How to record H.264 video source directly to file in Windows.Media.Capture


I want to develop a Computer Vision algorithm that takes webcam video as input. For this I need to record a training dataset of videos in the same format as the images I’ll be getting in production.

I’m concerned that encoding video files in a lossy format, then decoding them for training will degrade and otherwise change the training images so they won’t be exactly the same as the images I’ll see in production.

Now, I see that my webcam (running on Surface Pro 3) has H264 video sources and YUY2 video sources.

So I figure – the H264 is the source of the images and the YUY2 are probably decoded images. If I record the H264 directly to a file, and later decode that file, then the decoded images will be equivalent to what I’d get from the YUY2 video source. I did not encode new video thereby changing it, but rather used the source H264 – which was already encoded.

My questions are:

  1. Is this assumption true? Is the H264 feed the source and YUY2 the product of that source? How can I check?

  2. How do I record from the H264 video source directly to files without decoding and re-encoding?

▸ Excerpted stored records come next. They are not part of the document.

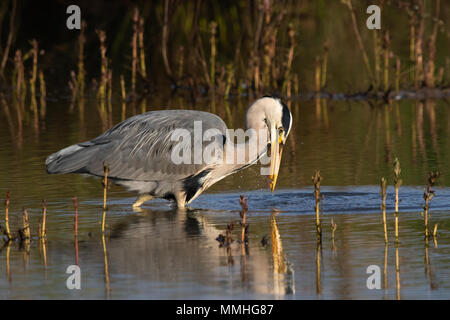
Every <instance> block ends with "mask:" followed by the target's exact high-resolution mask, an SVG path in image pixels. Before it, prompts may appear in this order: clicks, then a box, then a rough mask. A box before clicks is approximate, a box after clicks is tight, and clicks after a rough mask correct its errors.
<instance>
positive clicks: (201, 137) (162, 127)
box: [46, 98, 290, 207]
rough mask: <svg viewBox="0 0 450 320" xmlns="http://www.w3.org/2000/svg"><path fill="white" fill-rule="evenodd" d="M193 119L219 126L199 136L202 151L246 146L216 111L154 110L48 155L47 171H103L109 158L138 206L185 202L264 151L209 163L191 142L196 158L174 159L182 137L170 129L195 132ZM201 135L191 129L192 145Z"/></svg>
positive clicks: (87, 173) (246, 165) (210, 161)
mask: <svg viewBox="0 0 450 320" xmlns="http://www.w3.org/2000/svg"><path fill="white" fill-rule="evenodd" d="M265 99H271V100H275V99H272V98H265ZM276 101H278V100H276ZM284 107H285V106H284ZM195 121H200V123H201V126H202V128H201V129H202V131H203V132H204V131H206V130H208V129H215V132H216V136H214V138H213V139H211V140H210V141H206V142H204V141H200V143H201V144H200V145H201V146H202V151H203V149H204V148H205V147H206V145H210V144H211V143H213V144H216V146H215V147H218V148H223V150H224V153H225V150H226V149H227V148H235V149H239V148H245V147H246V146H245V144H241V145H239V144H234V143H233V141H229V139H227V126H226V124H225V123H224V122H223V120H222V119H221V118H219V117H218V116H216V115H214V114H211V113H208V112H201V111H192V110H164V111H151V112H147V113H144V114H141V115H137V116H134V117H131V118H129V119H127V120H125V121H123V122H121V123H119V124H117V125H116V126H114V127H113V128H111V129H109V130H108V131H106V132H104V133H103V134H102V135H100V136H98V137H97V138H95V139H93V140H91V141H87V142H82V143H79V144H76V145H72V146H70V147H67V148H65V149H62V150H60V151H59V152H56V153H54V154H52V155H50V156H49V157H48V158H47V160H46V166H47V172H48V173H82V174H90V175H93V176H98V177H102V176H103V174H104V171H103V170H104V169H103V164H104V163H106V164H108V166H109V174H108V178H109V179H111V180H112V181H113V182H114V183H116V184H119V185H122V186H125V187H126V188H127V189H128V190H130V191H134V192H137V193H138V195H139V198H138V200H137V201H136V203H135V204H134V206H140V205H141V204H142V203H143V202H145V201H147V200H150V199H153V198H165V199H169V200H174V201H175V202H176V204H177V206H178V207H184V206H185V204H188V203H190V202H191V201H192V200H194V199H195V198H196V197H197V196H198V195H200V194H201V193H202V192H203V191H204V190H206V189H207V188H208V187H210V186H211V185H212V184H214V183H215V182H217V181H219V180H221V179H223V178H224V177H226V176H228V175H229V174H232V173H234V172H236V171H238V170H240V169H242V168H244V167H246V166H248V165H250V164H252V163H254V162H256V161H257V159H258V158H259V157H260V155H261V154H262V153H263V152H264V151H265V150H259V151H258V155H257V156H256V157H253V158H251V157H247V158H246V159H245V163H240V164H235V163H234V162H231V163H226V161H223V159H219V158H214V157H213V159H212V161H209V162H208V163H205V162H204V161H200V162H199V161H194V150H193V148H192V150H191V152H192V160H193V161H192V162H191V163H179V164H176V163H174V161H173V159H172V153H173V149H174V147H175V146H176V144H177V143H178V141H172V135H173V133H174V131H175V130H177V129H183V130H187V131H186V132H189V133H194V122H195ZM248 121H249V119H248V117H247V122H248ZM289 125H290V124H289ZM254 126H255V125H254ZM198 138H199V137H198V136H197V137H196V136H195V134H192V135H191V139H192V144H191V145H192V146H194V145H195V143H196V142H197V143H198V141H194V139H198ZM201 138H202V135H201V136H200V139H201ZM201 140H202V139H201Z"/></svg>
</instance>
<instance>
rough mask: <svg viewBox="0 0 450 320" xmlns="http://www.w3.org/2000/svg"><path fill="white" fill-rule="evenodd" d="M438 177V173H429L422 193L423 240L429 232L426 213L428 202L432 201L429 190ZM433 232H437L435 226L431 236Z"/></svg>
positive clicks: (439, 173) (427, 205) (438, 173)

I’m using the new Windows.Media.Capture API – but I’ll use other APIs if necessary.


Solution

  • Surface Pro 3 (unlike Surface Pro 4 by the way) is equipped with a camera capable of H.264 hardware compression, which is the reason you are seeing both YUY2 and H264 as available options.

    It is the camera which compresses video, so YUY2 is the raw feed and H264 is its derivative.

    Is this assumption true? Is the H264 feed the source and YUY2 the product of that source? How can I check?

    No, it is the opposite.

    How do I record from the H264 video source directly to files without decoding and re-encoding?

    Read H264 and route it to the multiplexer to produce MP4 files with H264 video track. It is definitely possible with Windows Media Foundation's Source Reader and Sink Writer, possibly also with Media Session API, and I am not sure about Windows.Media.Capture which is presumably a layer on top of the mentioned.